U.S. takes steps to halt shipments of Nvidia artificial intelligence chips to Chinese companies outside China

The U.S. Commerce Department took action on Sunday to close a potential loophole created a year ago that could have allowed companies to export some of the world’s most advanced chips, such as NVIDIA State-of-the-art Rubin and Blackwell processors, as well as AMD’s MI350x – for Chinese entities located abroad China.

The Nvidia logo is seen during the company’s annual GTC developer conference at the SAP Center on March 16, 2026 in San Jose, California. (Representative photo/AFP)

The unexpected guidance suggests that the best U.S. artificial intelligence chips may have been flowing to subsidiaries of Chinese artificial intelligence companies in places like Malaysia for nearly a year, despite broader U.S. efforts to starve Chinese companies of the semiconductors they need to develop critical artificial intelligence capabilities.

The new guidance was posted on the Commerce Department website on Sunday.

It’s unclear how many chips were exported in the year the Trump administration opened the door. One chip industry source with deep knowledge of the supply chain estimated the number to be in the hundreds of thousands.

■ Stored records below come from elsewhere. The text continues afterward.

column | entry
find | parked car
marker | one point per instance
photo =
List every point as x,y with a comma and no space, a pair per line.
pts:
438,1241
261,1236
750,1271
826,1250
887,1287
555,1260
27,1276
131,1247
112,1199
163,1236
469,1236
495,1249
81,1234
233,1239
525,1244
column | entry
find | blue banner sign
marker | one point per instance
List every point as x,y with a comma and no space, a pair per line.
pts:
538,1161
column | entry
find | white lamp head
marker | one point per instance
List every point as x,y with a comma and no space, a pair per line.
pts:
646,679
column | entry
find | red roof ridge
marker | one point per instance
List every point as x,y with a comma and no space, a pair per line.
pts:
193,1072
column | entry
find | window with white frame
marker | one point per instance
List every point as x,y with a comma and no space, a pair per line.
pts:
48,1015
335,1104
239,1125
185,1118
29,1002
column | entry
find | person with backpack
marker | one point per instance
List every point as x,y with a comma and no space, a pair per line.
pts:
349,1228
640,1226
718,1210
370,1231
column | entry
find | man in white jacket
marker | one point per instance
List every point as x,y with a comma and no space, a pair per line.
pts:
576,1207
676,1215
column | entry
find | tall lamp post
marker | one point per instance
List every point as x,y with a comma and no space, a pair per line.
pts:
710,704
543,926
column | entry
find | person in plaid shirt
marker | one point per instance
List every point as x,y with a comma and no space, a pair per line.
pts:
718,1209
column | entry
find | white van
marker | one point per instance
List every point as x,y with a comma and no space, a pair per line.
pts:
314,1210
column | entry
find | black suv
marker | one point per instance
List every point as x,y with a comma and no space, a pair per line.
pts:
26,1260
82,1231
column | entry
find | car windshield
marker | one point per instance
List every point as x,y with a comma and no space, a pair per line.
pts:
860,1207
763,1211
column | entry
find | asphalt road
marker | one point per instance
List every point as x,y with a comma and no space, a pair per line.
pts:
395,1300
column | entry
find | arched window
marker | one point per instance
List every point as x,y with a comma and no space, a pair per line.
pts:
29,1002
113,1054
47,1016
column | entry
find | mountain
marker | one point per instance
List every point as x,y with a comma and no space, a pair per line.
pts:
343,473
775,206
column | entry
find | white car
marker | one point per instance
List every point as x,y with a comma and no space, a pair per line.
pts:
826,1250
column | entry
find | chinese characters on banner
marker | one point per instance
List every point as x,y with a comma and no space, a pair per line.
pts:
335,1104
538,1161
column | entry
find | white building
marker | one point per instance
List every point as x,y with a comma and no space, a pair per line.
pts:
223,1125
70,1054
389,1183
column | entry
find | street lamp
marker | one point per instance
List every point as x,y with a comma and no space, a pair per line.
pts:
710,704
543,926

In unusual weekend guidance, the Commerce Department said it would enforce licensing requirements for advanced chips on entities based in China, even if those entities are located outside China.

The Commerce Department did not immediately respond to a request for comment.

Nvidia and AMD did not immediately respond to requests for comment.

The U.S. Department of Commerce created an opportunity in May 2025 when it announced that it would not enforce artificial intelligence proliferation rules enacted in the final days of the Biden administration. The rules govern the use of artificial intelligence chips worldwide.

“This is a huge problem,” Chris McGuire, a technology expert and former State Department official, said in a social media post on Sunday. He said the loophole allowed overseas subsidiaries of Chinese companies to purchase Nvidia Blackwell chips without permission.

“Chinese companies have been buying these chips, probably in large quantities,” McGuire said.

Another change is that the new guidance does not require data centers to stop using chips or cut off service from advanced computing items such as servers.